Bien heureusement, Maïa et les cousines seront bien au-dessus de ces considérations climato-pneumatiques. Pendant dix jours, elles ne se quitteront pas d'une semelle, avec cette impression bizarre qu'elles s'étaient séparées lorsque Maïa était encore un bébé, et qu'elles se retrouvent cette fois entre petites filles. Ensemble, nous visiterons à pied, en voiture, à vélo, ce que permettent dix petits jours dans ce bout du bout de l'Uruguay. Ensemble, elles joueront à des jeux de société, Maïa prenant pour une fois le rôle de la grande en leur apprenant l'espagnol, qui sera assimilée plus vite qu'il n'en faut pour l'écrire par ses cousines. Ensemble, les grands auront aussi leurs moments pour refaire le monde, parfois à la lueur de la bougie, où nous réussirons l'exploit de préparer des caïpirinhas, ce breuvage local qui ne restera ni dans le cœur ni dans le foie d'une des visiteuses – majeure, ça va sans dire.

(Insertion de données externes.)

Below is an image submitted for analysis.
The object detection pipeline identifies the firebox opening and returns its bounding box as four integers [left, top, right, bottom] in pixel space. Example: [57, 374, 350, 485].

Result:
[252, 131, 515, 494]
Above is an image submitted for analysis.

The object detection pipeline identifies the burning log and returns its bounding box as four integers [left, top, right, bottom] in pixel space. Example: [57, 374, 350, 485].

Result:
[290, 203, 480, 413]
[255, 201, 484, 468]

Et puis, la famille est repartie dans le froid de l'automne breton. Depuis, la chaleur a fait une bien belle apparition. L'été approchant, on se dit qu'on devrait voir surtout des beaux jours, maintenant. Mais il faudrait être sacrément climato-sceptique pour penser qu'on n'aura plus de tempête. La coolitude uruguayenne, c'est aussi de vivre au jour le jour, de profiter du soleil et du ciel bleu quand il est là. On les prend, ces bons côtés.